StackRetryOption

API to continue stack operations after failure

There needs a convenient mechanism to issue a retry request for provisioning a stack in Heat.

Problem description

A stack provisioning can fail due to internal or external circumstances. Internal circumstances would be Heat engine going down while provisioning a stack or other error conditions happening inside Heat engine that aborts the stack provisioning. External circumstances would be nova services not reachable/available, user quota exceeding, other infrastructure related issues etc..

When Heat encounters these issues which could be rectified manually it aborts the stack operation, but doesn't provide a way to retry the same operation without issuing another update to stack.

As of now a user has to issue another update request or use the abandon/adopt APIs. Abandon and adopt are cumbersome and time consuming and not stable in Heat. Another way is to update the current stack, but it could lead to accidental updates to the stack due to inadvertently picking wrong template or parameters/environment. The user needs to find the parameters/environment and template issued in the previous request which failed. It is far more convenient to ask Heat to continue the stack provisioning/deletion from where it left, given that Heat already has the template and parameters and/or environment.

Proposed change

There should be a mechanism to retry/continue the stack operation when it has failed. If user can rectify the problem manually or automatically, he/she should be able to issue the retry/continue operation.
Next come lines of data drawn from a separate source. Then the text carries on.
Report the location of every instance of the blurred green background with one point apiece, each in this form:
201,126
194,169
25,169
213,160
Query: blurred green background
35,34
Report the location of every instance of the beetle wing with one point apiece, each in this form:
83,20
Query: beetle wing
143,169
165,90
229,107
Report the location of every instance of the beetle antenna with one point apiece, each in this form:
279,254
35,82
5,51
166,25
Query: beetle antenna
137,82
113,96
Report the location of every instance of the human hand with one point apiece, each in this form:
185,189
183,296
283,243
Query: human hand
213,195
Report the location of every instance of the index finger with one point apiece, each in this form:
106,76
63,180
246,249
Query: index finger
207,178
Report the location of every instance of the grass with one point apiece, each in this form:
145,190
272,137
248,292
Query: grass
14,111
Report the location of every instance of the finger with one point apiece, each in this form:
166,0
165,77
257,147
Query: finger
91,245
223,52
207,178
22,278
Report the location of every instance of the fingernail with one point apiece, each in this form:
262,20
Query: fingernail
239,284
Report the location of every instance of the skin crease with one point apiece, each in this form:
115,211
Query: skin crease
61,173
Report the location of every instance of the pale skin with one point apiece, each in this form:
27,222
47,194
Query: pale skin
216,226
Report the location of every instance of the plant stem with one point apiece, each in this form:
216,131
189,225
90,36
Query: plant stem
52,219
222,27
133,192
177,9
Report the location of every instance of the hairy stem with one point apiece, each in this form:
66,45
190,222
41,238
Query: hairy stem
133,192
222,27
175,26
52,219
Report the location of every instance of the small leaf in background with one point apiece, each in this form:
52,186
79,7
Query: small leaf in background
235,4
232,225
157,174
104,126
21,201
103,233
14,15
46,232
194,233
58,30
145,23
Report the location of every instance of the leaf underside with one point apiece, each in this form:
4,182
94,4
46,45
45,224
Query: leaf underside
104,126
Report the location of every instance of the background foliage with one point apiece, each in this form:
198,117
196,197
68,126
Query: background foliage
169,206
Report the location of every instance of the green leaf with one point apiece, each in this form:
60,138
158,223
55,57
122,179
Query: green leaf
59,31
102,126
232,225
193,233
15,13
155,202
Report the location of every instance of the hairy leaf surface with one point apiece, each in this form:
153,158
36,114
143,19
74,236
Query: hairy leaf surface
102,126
Since the template + environment is already available in Heat database, there are no chances of any accidental updates to stack and the provisioning can restart from where it failed.

The CLI would look like: $ heat stack-create --retry my-stack $ heat stack-update --retry my-other-stack

Implementation

There will be new options in the CLIs and new parameters in the APIs to create, delete, update, suspend resume and snapshot APIs to continue the stack operation from where it failed.

Assignee(s)

Primary assignee:

   anant.patil@hp.com

Milestones

Target Milestone for completion: Kilo-3

Work Items

1. Change the APIs to have a new parameter.

2. Change the CLIs to have a new option.

3. Make changes to Heat engine to retry the request by internally issuing an update to the stack or restart the operation by looking in DB for failed resources and restarting from there.

Dependencies

None.